Oddest thing--the main source for the article is a book written by one "Virginia Danielson." That was, in fact, my mother's name. It seems that this Virginia wrote a book called The Voice of Egypt. The mention of her and her writing on Oum struck me as quite meaningful, in light of recent events:
"In the 1960's, Riad el-Sounbatti was still writing songs such as "A'qllak Eih" (1961), which is full of Kalthoum's virtuosic, inventive, variations on the same line or phrase. The second half, at first, sounds as though it is a new song. It contains passages of exquisite vulnerability, her voice plaintive while violin, kanun, and ney drift around it as sea-gulls do above the ocean. "El Hob Kedah," also from 1961, is another strong contribution from el-Sounbatti. "Al Atlal" (1966) is a particularly famous work from this period. The text is a love poem, but the words were commonly given other interpretations. Virginia Danielson writes: "Several of the climactic lines took on political meaning: 'Give me my freedom, set free my hands! I have given freely, I have held back nothing. Ah, how your chains have made my wrist bleed. . . .' In 1966, these lines were perceived by some as addressed to the repressive measures of 'Abd al-Nasir's government. After the Egyptian defeat of 1967, they took on a wider meaning, suggestive of the bondage in which many Egyptians felt the entire Arab world to be held." (Voice of Egypt, p. 180) The title itself translates as "The Ruins" or "The Traces." The piece draws heavily on Western classical music, but long stretches of it rock or swing with Arabic rhythms. Instrumentation includes a violin section, a prominently featured upright bass, and kanun. Though late in her career, Kalthoum's singing is quite powerful throughout this work, which is extremely dramatic even by her standards. Kalthoum's vocal delivery is relatively straight, with few obvious improvisatory digressions."

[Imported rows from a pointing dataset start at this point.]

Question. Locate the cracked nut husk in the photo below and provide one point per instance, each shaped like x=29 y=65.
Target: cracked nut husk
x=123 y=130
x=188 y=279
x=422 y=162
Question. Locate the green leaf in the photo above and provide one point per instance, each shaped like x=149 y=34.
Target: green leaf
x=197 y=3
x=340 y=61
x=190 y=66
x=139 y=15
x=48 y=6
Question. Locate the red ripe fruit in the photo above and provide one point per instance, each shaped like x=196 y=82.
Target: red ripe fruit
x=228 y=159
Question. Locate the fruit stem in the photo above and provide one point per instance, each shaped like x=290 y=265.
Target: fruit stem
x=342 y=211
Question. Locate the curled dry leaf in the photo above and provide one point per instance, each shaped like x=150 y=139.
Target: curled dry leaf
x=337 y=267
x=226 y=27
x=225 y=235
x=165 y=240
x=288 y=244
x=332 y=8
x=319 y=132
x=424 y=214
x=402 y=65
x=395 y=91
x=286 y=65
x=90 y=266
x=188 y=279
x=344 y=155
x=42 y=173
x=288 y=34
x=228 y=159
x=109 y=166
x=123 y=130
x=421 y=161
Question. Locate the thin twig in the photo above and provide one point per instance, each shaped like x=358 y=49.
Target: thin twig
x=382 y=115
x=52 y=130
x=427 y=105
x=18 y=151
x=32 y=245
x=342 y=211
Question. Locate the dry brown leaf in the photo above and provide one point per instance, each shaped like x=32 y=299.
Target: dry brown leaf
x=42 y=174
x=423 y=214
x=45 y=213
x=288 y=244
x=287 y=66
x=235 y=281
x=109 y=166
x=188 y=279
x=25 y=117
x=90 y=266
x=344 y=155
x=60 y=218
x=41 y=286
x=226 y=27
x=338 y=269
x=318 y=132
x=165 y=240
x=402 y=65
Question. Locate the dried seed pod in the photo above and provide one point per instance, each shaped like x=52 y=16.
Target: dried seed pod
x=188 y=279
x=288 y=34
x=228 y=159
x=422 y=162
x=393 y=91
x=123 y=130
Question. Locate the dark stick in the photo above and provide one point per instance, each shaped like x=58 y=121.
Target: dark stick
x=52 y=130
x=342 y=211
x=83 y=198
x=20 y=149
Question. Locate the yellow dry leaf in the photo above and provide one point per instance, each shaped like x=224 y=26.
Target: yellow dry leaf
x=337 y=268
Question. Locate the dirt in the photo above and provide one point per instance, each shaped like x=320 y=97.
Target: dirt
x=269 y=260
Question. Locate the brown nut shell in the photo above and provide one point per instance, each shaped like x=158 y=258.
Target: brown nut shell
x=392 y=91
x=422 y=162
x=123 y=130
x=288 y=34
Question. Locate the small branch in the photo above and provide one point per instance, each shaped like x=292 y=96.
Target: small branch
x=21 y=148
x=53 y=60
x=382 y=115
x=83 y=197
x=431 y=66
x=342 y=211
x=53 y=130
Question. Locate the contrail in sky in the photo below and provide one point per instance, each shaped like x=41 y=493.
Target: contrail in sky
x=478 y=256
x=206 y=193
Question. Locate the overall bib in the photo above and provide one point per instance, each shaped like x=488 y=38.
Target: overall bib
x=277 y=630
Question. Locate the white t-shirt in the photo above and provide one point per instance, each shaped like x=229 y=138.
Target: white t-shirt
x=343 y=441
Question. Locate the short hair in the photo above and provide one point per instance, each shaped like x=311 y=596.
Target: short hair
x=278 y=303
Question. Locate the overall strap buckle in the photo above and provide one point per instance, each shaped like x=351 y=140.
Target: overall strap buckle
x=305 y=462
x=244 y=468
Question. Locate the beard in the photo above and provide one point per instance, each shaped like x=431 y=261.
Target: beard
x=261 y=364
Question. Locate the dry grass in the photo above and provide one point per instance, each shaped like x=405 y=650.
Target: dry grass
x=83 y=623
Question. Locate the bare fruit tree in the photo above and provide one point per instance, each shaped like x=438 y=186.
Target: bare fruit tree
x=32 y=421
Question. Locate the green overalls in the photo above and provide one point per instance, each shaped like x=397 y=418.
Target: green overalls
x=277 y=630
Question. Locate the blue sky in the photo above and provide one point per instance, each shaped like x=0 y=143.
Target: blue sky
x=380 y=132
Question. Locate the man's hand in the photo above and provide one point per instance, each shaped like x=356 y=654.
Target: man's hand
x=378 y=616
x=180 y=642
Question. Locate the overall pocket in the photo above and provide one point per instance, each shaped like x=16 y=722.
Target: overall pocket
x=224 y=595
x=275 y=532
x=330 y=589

Now, this isn't all about me, of course, but I just want to point out that the song Virginia Danielson writes about as having resonant political meaning for the entire Arab world, Al Atlal, was written in 1966, the year of my birth. More important is the point that Oum's ouevre was and remains so meaningful and resonant for the Arab world. The experience of sitting in an audience filled with Middle Eastern peoples from various countries all singing and clapping along and shouting out requests for familiar songs was an incredibly joyous and moving experience. That love of music, at the deepest and most emotional level, was absolutely something my mother (and father) transmitted to me. My mother, though she didn't see that particular performance, would have so understood and sympathized with the audience's joy and participatory passion. It was one of her great gifts, that deep, visceral connection to music--a gift, I think, often lost on American audiences.
At the moment I write this the music has stopped for the NPR news updates, primarily concerning Lebanon. The report isn't about joy and solidarity and music, but of tears and cries of pain and suffering. Perhaps the coincidence of my meandering thoughts and discoveries is not such a happy one; if anything it is a moving and painful reminder of the many things that are lost in war. I wonder if anyone in Lebanon or Palestine or Iraq is listening to Oum singing "Al Atlal" tonight.